[seqfan] Recurrences for continued fractions of sqrt(k)?

[Georg.Fischer]

Dear Seqfans,

the OEIS has a large collection of the - periodic - continued
fractions of sqrt(n): periods, numerators/denominators of convergents,
period lengths etc. (cf. 
<https://oeis.org/wiki/Index_to_continued_fractions_for_sqrt(n)>)

For most numerator/denominator sequences the signature of
a linear recurrence with constant coefficients is given, but
in <https://oeis.org/A041555> for example it is only conjectured.

In general, A006702 states:
"*Apparently* the generating function of the sequence of the 
denominators of continued fraction convergents to sqrt(n) is always 
rational and of form p(x)/[1 - C*x^m + x^(2m)], or equivalently, the 
denominators satisfy the linear recurrence b(n+2m) = C*b(n+m) - b(n). If 
so, then *it seems* that a(n) is half the value of C for each nonsquare 
n, or 1. See A003285 for the conjecture regarding m. The same 
conjectures apply to the sequences of the numerators of continued 
fraction convergents to sqrt(n)."

My question is this conjecture - I'm rather convinced that it
should be true.

A shorter example shows the pattern:

A041552	Numerators of continued fraction convergents to sqrt(294).
17, 103, 120, 583, 703, *4801*, 163937, 988423 ...
Period of CF: 17;6,1,4,1,6,34 (cf. my table in A308778)
Recurrence signature: (0,0,0,0,0,*9602*,0,0,0,0,0,-1)

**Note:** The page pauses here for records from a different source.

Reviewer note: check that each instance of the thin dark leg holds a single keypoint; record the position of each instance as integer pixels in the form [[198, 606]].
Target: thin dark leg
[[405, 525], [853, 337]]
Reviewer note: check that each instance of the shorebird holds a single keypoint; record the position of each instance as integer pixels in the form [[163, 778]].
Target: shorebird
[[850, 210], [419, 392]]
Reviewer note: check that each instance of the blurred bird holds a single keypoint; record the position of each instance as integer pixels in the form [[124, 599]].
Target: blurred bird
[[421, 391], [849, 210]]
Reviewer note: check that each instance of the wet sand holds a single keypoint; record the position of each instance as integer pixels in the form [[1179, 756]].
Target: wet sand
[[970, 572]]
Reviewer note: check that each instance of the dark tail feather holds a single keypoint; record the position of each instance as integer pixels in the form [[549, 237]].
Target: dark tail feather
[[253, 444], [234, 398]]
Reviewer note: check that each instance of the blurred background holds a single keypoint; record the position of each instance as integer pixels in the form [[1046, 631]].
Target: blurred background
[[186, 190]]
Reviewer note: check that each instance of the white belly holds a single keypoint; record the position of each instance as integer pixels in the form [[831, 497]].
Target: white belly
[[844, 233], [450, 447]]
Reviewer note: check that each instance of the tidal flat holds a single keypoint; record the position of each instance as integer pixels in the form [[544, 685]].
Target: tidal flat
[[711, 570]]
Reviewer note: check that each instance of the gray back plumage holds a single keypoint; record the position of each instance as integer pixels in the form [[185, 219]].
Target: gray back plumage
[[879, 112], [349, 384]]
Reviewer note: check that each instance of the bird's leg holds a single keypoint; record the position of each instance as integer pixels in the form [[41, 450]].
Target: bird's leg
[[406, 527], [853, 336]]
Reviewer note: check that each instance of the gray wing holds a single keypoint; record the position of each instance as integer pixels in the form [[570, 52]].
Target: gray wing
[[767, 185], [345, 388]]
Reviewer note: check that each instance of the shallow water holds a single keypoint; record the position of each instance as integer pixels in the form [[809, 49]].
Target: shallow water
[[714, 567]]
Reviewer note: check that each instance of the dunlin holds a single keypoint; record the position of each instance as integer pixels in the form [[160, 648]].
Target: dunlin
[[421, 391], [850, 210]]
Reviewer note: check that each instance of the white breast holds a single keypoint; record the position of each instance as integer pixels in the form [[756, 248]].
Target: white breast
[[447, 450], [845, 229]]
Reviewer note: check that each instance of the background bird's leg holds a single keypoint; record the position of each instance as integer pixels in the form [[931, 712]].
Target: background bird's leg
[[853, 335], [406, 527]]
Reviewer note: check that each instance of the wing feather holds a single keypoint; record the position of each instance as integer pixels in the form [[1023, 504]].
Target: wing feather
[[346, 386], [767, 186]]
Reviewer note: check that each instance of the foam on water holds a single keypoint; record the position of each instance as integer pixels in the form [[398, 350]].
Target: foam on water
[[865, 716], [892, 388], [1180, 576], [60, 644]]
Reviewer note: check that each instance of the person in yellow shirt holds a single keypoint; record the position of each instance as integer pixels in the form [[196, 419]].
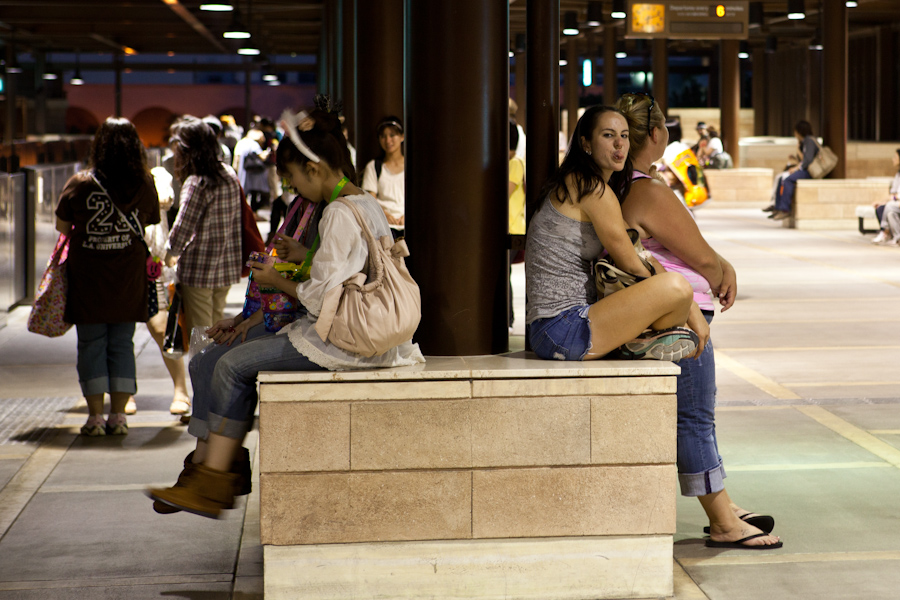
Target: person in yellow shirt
[[516, 203]]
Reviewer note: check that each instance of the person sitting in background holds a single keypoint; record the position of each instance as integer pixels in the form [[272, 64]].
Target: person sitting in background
[[385, 178], [890, 210], [516, 198], [809, 148]]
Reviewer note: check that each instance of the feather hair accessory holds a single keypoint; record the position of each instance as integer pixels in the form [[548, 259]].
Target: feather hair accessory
[[294, 122]]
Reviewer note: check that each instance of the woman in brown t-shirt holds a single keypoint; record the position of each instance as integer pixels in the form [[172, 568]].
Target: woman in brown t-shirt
[[107, 272]]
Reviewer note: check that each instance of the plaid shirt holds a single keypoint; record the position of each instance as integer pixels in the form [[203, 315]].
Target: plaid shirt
[[206, 235]]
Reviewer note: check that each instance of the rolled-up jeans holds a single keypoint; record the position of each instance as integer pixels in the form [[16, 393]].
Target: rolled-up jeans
[[224, 378], [700, 469], [105, 362]]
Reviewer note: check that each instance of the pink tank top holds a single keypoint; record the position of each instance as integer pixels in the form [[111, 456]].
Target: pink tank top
[[702, 292]]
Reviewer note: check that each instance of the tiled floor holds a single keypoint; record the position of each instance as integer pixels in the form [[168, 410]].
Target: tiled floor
[[808, 424]]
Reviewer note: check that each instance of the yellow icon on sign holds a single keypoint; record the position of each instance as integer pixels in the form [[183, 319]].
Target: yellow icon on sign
[[648, 18]]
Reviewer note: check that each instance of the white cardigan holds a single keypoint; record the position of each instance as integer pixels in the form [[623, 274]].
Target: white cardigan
[[342, 253]]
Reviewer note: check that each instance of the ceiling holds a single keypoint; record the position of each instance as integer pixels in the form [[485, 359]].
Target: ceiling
[[283, 27]]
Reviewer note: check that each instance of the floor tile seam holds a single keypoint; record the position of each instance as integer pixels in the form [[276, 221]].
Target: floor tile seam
[[758, 380], [809, 467], [773, 557], [30, 477], [101, 582], [686, 588], [858, 436]]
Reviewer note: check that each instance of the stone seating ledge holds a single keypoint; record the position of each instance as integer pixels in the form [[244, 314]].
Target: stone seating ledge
[[470, 477], [832, 203]]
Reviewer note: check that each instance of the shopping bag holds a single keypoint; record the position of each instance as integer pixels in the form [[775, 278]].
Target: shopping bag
[[49, 306]]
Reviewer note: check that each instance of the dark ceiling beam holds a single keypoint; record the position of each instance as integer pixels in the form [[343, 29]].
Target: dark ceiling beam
[[195, 24]]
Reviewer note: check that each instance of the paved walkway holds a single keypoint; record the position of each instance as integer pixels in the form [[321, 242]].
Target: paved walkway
[[809, 428]]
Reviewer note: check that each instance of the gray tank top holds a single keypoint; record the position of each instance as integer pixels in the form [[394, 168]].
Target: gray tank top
[[558, 256]]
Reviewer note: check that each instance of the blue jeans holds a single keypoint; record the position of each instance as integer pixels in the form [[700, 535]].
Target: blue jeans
[[105, 361], [567, 336], [225, 376], [700, 469], [786, 194]]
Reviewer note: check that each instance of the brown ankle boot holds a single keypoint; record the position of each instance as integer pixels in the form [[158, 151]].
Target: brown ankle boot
[[166, 509], [204, 492]]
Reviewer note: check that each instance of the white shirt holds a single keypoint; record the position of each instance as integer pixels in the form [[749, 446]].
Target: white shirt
[[390, 189], [342, 253]]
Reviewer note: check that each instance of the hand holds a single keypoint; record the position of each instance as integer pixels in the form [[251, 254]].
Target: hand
[[264, 274], [728, 290], [290, 249], [697, 322]]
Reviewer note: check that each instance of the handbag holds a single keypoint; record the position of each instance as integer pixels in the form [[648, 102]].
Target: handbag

I checked a set of cases; the central element C of the signature
is always 2*numerator(m), where m is the period length, as
highlighted in the example.

I suppose that there is somebody in our group how says
immediately: Oh, trivial, this is known because ...?

Then we could remove these uncertainities in A006702,
A003285 etc., and maybe the central terms C could even
end up in a new (derived) sequence.

Best regards
Georg